# Awww mom... I don't wants to be a dinosaur!



## Brodysmom (Jan 8, 2009)

As you can tell..... Brody was NOT amused .....

"Ok - I tried it on. Now can I take it off?!"










"What?! I has to go outside? Where my friends might see?"










"So embarassing!! Sheesh!"










"What's so funny?! Seriously!!!"










"I'm DONE and I'm going inside now."


----------



## Mandy (Jan 16, 2009)

lol hes not amused tracey soooo cute little brodysaurus lol


----------



## Terri (Aug 21, 2009)

HAHA!! That is so cute and funny.
His expressions cracked me up!!
He looked cute as a button even if he didnt think so lol x


----------



## voodewlady (May 14, 2009)

LOL! Cute! :foxes251:


----------



## rcj1095 (Mar 4, 2009)

I have been waiting for these!!! OMG, I am laughing so hard I could cry. He looks not even remotely amused. He's the cutest dinosaur I've ever seen. His face says it all!!! Love your boy so much!!! People will die to see him in that!!!


----------



## Jerry'sMom (May 5, 2009)

Can You Say "*Puppasaurus*"?

Brody is NOT amused--but I'm still laughing out loud! (just don't tell him)


----------



## jade_carr (Jul 7, 2009)

bless him, his expressions are priceless. 

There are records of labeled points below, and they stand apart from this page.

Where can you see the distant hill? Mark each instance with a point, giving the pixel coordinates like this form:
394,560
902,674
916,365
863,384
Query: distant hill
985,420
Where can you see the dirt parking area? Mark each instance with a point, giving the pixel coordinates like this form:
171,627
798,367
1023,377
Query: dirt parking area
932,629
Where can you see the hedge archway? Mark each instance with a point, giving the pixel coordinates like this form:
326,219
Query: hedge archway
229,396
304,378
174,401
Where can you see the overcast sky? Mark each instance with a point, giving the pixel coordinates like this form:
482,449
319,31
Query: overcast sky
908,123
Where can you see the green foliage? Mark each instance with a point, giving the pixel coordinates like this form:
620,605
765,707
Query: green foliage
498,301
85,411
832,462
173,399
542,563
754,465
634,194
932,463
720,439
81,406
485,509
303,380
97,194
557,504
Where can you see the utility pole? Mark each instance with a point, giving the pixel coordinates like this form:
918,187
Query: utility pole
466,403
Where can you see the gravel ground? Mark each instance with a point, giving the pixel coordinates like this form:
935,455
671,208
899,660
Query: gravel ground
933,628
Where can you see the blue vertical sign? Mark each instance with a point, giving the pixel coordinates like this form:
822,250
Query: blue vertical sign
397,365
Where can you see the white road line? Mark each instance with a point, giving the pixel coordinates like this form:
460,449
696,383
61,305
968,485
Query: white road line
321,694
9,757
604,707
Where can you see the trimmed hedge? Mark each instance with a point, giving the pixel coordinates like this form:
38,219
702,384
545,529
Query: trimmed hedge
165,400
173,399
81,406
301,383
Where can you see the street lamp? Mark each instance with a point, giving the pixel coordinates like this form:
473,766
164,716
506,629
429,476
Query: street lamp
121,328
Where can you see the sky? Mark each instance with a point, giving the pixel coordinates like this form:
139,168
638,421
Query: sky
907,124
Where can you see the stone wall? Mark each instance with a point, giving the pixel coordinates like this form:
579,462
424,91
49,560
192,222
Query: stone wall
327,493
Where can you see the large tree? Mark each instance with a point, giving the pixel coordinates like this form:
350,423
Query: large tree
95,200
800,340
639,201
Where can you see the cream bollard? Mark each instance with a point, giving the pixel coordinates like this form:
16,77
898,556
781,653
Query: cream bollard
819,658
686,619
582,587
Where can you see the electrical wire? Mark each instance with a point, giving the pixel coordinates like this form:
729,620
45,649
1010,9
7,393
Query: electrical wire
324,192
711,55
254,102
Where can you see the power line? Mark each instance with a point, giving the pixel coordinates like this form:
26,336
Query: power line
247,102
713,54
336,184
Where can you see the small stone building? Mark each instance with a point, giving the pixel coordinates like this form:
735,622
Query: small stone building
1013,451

like "why do you insist on doing this to me, if only i could make you go out dressed like this"

you do look very cute though brody!


----------



## Mom of 4 Chi's (Apr 3, 2009)

Tracy I am just dieing over here!! He looks adorable! What a sour face he's wearing. Lol! He is sure to be a huge hit on Halloween! I love him sooo much!!


----------



## rebel_yell (Mar 24, 2008)

Brody makes a rocking dino that's for sure!! He looks so precious!


----------



## lynx8456 (Feb 26, 2009)

Brodysmom said:


> "What's so funny?! Seriously!!!"










That pic 
just cracks me up. They are all cute though. 
I think Brody looks great


----------



## Tracilea (Jul 27, 2009)

OMG!!!!!! You are killing me here! That was the cutest thing ever!! lol Way too precious! I just LOVE Brody. My Fav pic is the last one, oh yeah that face says "I am DONE
with this bs" LOLOLOL Give Brody kisses for me, that lil face is so kissable! lol


----------



## jazzman (Apr 8, 2009)

WOW - If he isn't the best looking dinosaur I've ever seen ! !

That really made me laugh. Dinosaur's should have been green and blue, don't you think ? And the Brody sized too. They'd probably have lasted longer !

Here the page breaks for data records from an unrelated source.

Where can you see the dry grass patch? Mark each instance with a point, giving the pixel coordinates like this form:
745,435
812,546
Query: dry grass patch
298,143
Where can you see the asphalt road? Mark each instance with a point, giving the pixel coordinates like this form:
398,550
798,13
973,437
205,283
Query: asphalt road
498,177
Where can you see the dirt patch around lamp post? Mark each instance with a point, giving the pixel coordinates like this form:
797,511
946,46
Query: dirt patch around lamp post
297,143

Oh what they go through for us, huh ?


----------



## Waiushaoting (Jun 6, 2009)

How cute!! I love his facial expressions of disapproval. What a cutie. I hope he helps you pass out candy.


----------



## LittleHead (May 20, 2004)

Could he be any cuter??! Great pics, Tracy!!


----------



## Joey's Dad (Jul 30, 2009)

very cute pics! are there going to be any pup parades in your area? there is one a couple towns over on halloween day that i will probably take joey to...


----------



## pigeonsheep (Nov 8, 2008)

hahaha! poor brody!  i bet he's the talk of the town now...dog town that is Lo. sucha cute costume though!


----------



## KayC (May 3, 2005)

That is just to cute. Did you make it. Does Brody get to go any parties to show it off? I need to find Zoey a costume.


----------



## claireeee (Aug 24, 2009)

Tracy that is definitely the cutest outfit I have ever ever seen!
Brodysaurus!
He doesnt look impressed  x


----------



## pam6400 (Oct 5, 2008)

Tracy he looks so humiliated! Ha ha


----------



## TLI (Sep 3, 2008)

Awwww, Tracy, he is the best looking Dinosaur that I have ever seen! What an Angel in his costume. His expressions made me giggle. He wasn't quite sure what he thought about being a Dinosaur. :lol: Such an Angel boy. Jade says tell him he looks quite the stud in his costume.


----------



## xxxxdeedde (Jul 3, 2008)

Haha aww what a sweetie! x


----------



## Tink (Oct 14, 2009)

Wow! He's adorable.  

Are you going to take him to any Halloween parties or contests? The Petsmart where I live is sponsoring a Cat and Dog Halloween contest. The lady at the store told me it was at all the Petsmarts in the nation. Brody would SURELY win if you entered him lol!!


----------



## lilbabyvenus (Feb 8, 2009)

OMG I love his expression in the seecond pic! Brody's so cute!


----------



## BABY BABS (Feb 5, 2008)

Oh, he's an adorable. Brodyasaurus!!! lol Brodzilla!!! You could find him a little building to carry around. lol


----------



## Dazy Mae (Aug 10, 2008)

Oh Tracy he looks so darn cute...especially with the facial expressions!!! LOL! He is such a sweet boy and the girls and I send lots of xoxoxoxo's


----------



## jeanie brown (Jan 5, 2009)

Awww lol im so sorry for laugthing but oh brody you are so sos oooo adorable


----------



## *Princess* (Feb 7, 2009)

oh poor little man but he does look soo cute x


----------



## rocky scotland (Jun 15, 2008)

OMG im killing myself with laughter, his face is a picture!


----------